There’s been an interesting conversation thread about the availability implications of scale up vs scale out in server virtualisation, initially at yellowbricks, then over yonder, and most recently at Scott Lowe’s blog.
What I find interesting is that the question focussed almost entirely on the impact of server failure, and with the exception of two comments (one of them mine), so far, none have them have mentioned storage, or indeed any other part of the IT infrastructure.
OK, so maybe worrying about complete data center outages is not generally part of a system engineers brief, and there is an assumption that the networking and storage layers are configured with sufficient levels of redundancy that they are thought of as being 100% reliable. This might account for the lack of concern over how many VM’s are hosted on a particular storage array or LUN, or via a set of switches. Most of the discussions around how many virtual machines should be put within a given datastore seems to focus around performance, LUN queue depths, and the efficiency distributed vs centralised lock managers.
From a personal perspective, I don’t think this level of trust is entirely misplaced, but while most virtualisation savvy engineers seem to be on top of the reliability characteristics of high-end servers, there doesn’t seem to be a corresponding level of expertise in evaluating the reliability characteristics of shared storage systems.
Working for NetApp gives me access to a body of reasearch material that most people aren’t aware of. A lot of it is publically available, but it can be a little hard to get your head around.
Part of the problem is that there have been few formal studies published analyzing the reliability of storage system components. Early work done in 1989 presented a reliability model based on formula derived, and datasheet-specified MTTF of each component, assuming component failures follow exponential distributions and that failures were independent.

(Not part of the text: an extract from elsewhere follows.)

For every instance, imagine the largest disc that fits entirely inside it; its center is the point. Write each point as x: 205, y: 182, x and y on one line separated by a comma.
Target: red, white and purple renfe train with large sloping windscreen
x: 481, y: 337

Models based on these assumptions and that systems should be modeled using homogenous Poisson processes remain in common use today, however research sponsored by NetApp shows that these models may severely underestimate the annual failure rates for important subsystems such as RAID and Disk Shelves/Disk Access Enclosures and their associated interconnects.
Two NetApp sponsored studies : “A Comprehensive Study of Storage Subsystem Failure Characteristics by Weihang Jiang, Chongfeng Hu, Yuanyuan Zhou and Arkady Kanevsky in April 2008 http://media.netapp.com/documents/dont-blame-disks-for-every-storage-subsystem-failure.pdf” and “A Highly Accurate Method for Assessing Reliability of Redundant Arrays of Inexpensive Disks (RAID) by Jon G. Elerath and Michael Pecht in IEEE TRANSACTIONS ON COMPUTERS, VOL. 58, NO. 3, MARCH 2009 http://media.netapp.com/documents/rp-0046.pdf” Contain sophisticated models supported by field data for evaluating the reliability of various storage array configurations. These reports are a little dense, so I’ll summarise some of the key findings below.

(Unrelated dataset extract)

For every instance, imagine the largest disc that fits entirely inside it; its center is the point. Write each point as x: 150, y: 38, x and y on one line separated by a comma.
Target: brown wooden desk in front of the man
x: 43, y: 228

- Physical interconnects failures make up the largest part (27-68%) of storage subsystem failures, disk failures make up the second largest part (20-55%).
- Storage subsystems configured with redundant interconnects experience 30-40% lower failure rates than those with a single interconnect.
- Spanning disks of a RAID group across multiple shelves provides a more resilient solution for storage subsystems than within a single shelf.
- State of the art disk reliability models yields estimates of Dual Drive Failures that are as much as 4,000 times greater than the commonly used Mean Time to Data Loss (MTTDL) based estimates
- Latent defects are inevitable, and scrubbing latent defects is imperative to RAID N + 1 ((RAID-4, RAID-5, RAID-1, RAID-10)) reliability. As HDD capacity increases, the number of latent defects will also increase and render the MTTDL method less accurate.
- Although scrubbing is a viable method to eliminate latent defects, there is a trade-off between serving data and scrubbing. As the demand on the HDD increases, less time will be available to scrub. If scrubbing is given priority, then system response to demands for data will be reduced. A second alternative to accept latent defects and increase system reliability is to increase redundancy to N + 2, (RAID-6). Configurations that utilize RAID-6, allow RAID scrubs to be deferred to times when their performance impact will not affect production workloads.
Another interesting thing you find is that once you start using these more sophisticated reliability models is that most RAID-5 raid sets have an availability percentage of around “three nines”, RAID-10, comes in at about “four nines”, and only RAID-6 gets close the magical figure of “five nines” of availability. Dont get me wrong, the array as an entire entity may have well over “five nines”, which is important because the failure of a single array can impact tens, if not hundreds of servers, but at the individual RAID group level the availability percentages are way below that.
In the good old days where the failure of a single RAID group generally affected a single server these kinds of availability percentages were probably ok, but when a LUN/RAID group is being used for a VMware datastore ;where the failure of a single RAID group may impact tens, or possible hundreds of virtual machines; the reliability of the RAID group becomes as important as the availability of whole array used to be.
If you’re going to put all your eggs in one basket, then you better be sure that your basket is clad in titanium with pneumatic padding. This applies not just to getting the most out of your servers, but needs to go all the way through the infrastructure stack down to the LUN and RAID groups that store all that critical data.